As Gregg had to remain with production for rewrites, he had to decline an offer to read for a major role in Sports Night; Aaron Sorkin later created a minor role in the final episodes of the series for Gregg.

Kernochan estimated that about "seventy-five percent" of her original screenplay was reworked by Gregg:
That whole ghost-taking-her-revenge plot wasn't there. I wrote it for Steven Spielberg who has a very different taste than Robert Zemeckis who eventually made it. Steven approached me, wanting to do a story about a ghost who was an ordinary human being. The lead character was a woman who has just sent her kids off to college. She's an empty nester. And the ghost that starts manifesting in her house, fills that empty space. He wanted it to be about the wonderment of discovery, of contact. Really what he wanted was Close Encounters of the Third Kind, but in an intimate domestic setting.

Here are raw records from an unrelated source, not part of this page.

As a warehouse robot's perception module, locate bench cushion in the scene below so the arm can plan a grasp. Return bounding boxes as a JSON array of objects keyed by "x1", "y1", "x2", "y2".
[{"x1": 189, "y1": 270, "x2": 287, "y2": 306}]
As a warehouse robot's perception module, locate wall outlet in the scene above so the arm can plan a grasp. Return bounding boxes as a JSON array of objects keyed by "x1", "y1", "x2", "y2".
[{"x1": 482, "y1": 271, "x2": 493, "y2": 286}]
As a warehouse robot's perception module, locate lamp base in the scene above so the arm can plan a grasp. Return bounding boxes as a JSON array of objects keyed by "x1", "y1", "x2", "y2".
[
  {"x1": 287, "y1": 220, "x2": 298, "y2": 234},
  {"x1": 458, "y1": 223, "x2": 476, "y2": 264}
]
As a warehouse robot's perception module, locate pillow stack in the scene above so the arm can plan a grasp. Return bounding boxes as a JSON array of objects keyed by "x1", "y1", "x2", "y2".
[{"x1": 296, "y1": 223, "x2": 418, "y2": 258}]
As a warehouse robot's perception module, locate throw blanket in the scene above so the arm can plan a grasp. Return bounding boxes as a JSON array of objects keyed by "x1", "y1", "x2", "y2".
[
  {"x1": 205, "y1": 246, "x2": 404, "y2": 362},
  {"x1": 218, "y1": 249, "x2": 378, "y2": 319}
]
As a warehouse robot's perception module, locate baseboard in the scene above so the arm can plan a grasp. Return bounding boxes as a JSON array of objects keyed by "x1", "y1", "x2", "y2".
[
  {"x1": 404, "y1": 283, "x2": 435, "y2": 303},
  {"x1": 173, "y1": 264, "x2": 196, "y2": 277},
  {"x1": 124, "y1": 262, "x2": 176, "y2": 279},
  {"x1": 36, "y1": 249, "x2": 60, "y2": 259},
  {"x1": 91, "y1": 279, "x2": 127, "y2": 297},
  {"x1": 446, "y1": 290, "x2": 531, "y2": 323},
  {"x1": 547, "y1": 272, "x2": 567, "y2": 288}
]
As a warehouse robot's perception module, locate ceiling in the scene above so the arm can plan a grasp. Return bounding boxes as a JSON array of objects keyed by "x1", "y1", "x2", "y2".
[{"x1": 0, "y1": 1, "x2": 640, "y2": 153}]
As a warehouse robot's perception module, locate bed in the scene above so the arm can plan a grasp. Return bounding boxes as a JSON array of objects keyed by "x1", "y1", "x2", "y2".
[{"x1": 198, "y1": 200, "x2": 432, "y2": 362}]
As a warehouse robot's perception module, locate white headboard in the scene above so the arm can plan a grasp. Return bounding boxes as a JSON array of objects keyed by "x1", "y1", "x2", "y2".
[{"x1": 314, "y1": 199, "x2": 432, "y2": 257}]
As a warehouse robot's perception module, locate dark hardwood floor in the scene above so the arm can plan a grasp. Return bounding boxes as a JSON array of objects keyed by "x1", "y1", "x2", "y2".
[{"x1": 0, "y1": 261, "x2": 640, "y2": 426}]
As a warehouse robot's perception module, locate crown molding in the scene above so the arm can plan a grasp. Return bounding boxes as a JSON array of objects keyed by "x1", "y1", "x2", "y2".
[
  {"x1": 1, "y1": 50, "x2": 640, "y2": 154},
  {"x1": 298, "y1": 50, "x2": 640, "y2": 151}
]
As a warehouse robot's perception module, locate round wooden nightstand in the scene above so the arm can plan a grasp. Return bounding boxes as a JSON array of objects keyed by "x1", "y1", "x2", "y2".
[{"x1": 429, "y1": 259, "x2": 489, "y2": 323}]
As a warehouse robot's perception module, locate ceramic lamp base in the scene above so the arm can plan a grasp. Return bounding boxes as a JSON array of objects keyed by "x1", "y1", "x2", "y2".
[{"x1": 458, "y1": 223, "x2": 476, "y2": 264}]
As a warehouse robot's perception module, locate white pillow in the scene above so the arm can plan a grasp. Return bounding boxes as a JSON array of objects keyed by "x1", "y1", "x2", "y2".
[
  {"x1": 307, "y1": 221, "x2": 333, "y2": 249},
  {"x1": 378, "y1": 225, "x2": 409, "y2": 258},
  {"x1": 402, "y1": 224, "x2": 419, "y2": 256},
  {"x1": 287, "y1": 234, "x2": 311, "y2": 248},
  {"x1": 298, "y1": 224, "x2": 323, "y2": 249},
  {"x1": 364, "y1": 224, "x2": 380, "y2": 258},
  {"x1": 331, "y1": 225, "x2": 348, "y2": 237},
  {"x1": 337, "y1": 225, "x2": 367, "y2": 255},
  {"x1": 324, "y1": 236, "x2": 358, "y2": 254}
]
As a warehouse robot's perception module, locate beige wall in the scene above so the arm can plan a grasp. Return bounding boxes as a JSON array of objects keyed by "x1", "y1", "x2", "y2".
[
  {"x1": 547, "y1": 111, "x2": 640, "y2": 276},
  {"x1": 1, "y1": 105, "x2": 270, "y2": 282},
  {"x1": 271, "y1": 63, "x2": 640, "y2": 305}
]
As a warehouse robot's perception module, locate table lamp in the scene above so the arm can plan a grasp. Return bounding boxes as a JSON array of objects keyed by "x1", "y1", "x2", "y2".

My script succeeded in that, but when Steven read it, he realized it didn't feel like a Spielberg movie. He didn't know what he wanted me to do, because I'd already done what he asked. So, he gave it to Zemeckis, with whom his company had a deal.

===Casting===
Harrison Ford and Pfeiffer were Zemeckis' first and only choices for the lead roles. Ford signed on to star in the film in the summer of 1998, even agreeing to clear room in his schedule for the project. His casting involved dropping out of the role in The Perfect Storm. The film marks a career highlight for Ford, as he plays against type by portraying a more villainous take of his established everyman persona. Pfeiffer followed soon after as DreamWorks started to negotiate with 20th Century Fox regarding the film's distribution. Fox agreed to distribute both What Lies Beneath and Zemeckis' other project Cast Away, with the thriller having DreamWorks doing the domestic distribution and Fox the international one.

According to actress Amber Valletta, her character of Madison was not originally written to be a lookalike to Pfeiffer's, but this element was incorporated into the story after her casting because of the two actresses' shared resemblance.

===Filming===
What Lies Beneath was filmed while production of Cast Away took a hiatus to allow Tom Hanks to lose weight and grow a beard. The majority of the film's crew was the same crew hired for Cast Away: "You can't afford to hold a crew for a year so I took the same crew and rolled them onto What Lies Beneath and then rolled them right back onto Cast Away," said Zemeckis. "We were paying people to wait for Tom [Hanks] to lose weight, so we made a movie in-between. We wrapped Cast Away in April, started Beneath in August, wrapped that in December then went back to Fiji in March so it worked out."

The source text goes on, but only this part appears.